The point of what people are saying is not that large constrictors cannot be just as deadly if care is not taken to be safe, even if there are people out there who are complacent and ignorant enough to think so. The point is that hots are dangerous, and certain precautions should be taken. I can argue all day about how macaws can break fingers or cause irreversable damage... but that's not the focus of this thread. The focus is on hots/venomoids.
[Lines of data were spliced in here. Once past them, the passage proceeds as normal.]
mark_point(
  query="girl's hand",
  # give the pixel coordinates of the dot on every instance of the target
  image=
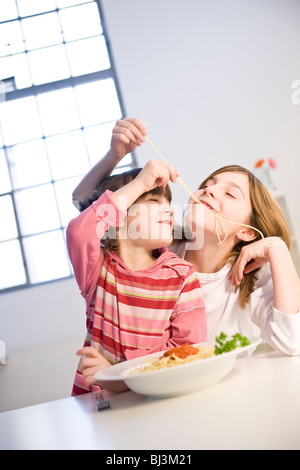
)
(127, 135)
(156, 173)
(90, 363)
(256, 254)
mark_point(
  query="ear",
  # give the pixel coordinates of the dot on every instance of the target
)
(246, 234)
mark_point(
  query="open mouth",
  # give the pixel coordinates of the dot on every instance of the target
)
(207, 205)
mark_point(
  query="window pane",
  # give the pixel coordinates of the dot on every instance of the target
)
(20, 120)
(8, 10)
(80, 22)
(64, 190)
(58, 111)
(5, 185)
(29, 164)
(67, 155)
(67, 3)
(31, 7)
(98, 102)
(46, 257)
(41, 31)
(49, 65)
(16, 66)
(8, 227)
(11, 38)
(37, 209)
(12, 271)
(88, 55)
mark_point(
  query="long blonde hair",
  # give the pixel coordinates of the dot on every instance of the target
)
(266, 216)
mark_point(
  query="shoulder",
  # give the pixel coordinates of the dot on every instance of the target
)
(264, 277)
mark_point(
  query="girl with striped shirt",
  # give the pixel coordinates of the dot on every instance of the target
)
(140, 297)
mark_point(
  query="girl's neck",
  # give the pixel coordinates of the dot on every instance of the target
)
(208, 259)
(137, 259)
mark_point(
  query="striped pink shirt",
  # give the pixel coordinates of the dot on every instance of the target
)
(130, 314)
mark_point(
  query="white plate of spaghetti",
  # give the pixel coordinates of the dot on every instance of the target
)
(166, 374)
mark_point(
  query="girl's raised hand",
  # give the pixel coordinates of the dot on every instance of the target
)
(127, 135)
(156, 173)
(90, 363)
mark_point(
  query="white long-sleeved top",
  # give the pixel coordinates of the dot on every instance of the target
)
(259, 318)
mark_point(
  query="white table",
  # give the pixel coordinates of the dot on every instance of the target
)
(257, 406)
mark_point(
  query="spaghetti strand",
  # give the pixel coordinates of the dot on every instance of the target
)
(195, 199)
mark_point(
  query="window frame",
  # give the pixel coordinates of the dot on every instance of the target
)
(34, 90)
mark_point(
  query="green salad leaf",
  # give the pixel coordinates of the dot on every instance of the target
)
(225, 345)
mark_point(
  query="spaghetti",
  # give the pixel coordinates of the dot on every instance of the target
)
(218, 218)
(174, 357)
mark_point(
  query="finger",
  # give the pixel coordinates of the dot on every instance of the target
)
(135, 126)
(88, 351)
(123, 134)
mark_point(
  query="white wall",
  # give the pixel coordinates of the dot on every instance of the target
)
(214, 79)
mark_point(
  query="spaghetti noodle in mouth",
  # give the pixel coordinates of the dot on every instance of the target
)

First I would like to say that I in no way intended to put this thread off topic, I in fact think it’s one of the most interesting threads I’ve seen on BP.net in ages. I was simply responding to an all to common comment about how “Hots are the most dangerous reptiles one can keep”. Although without question dendroaspis polylepis venom is one of the fastest acting venom on the planet and I have heard anecdotal evidence of victims succumbing to their bites in under an hour I find it highly unlikely that they could kill an adult in 20 minutes. That’s not to say it didn’t happen, I suppose if someone was unlucky enough to receive a dose intravenously that would greatly increase the rate they would be affected by the venom. At least it did in a case study I read where a man was bitten by a crotalus horridus and the fang punctured an artery or vein (I can’t remember which). The victims symptoms advanced at many time the speed that you would expect from a timber bite. But I would guess the patient in the case you mention probably died from anaphylactic shock. Not knowing the details I couldn’t say for sure of course but being that mamba venom is highly nerotoxic I would think that respiratory failure would be easily attributed to the venom by mistake. In either case this would be an extreme example and in most cases in north America a victim of snake bite would have time to seek treatment.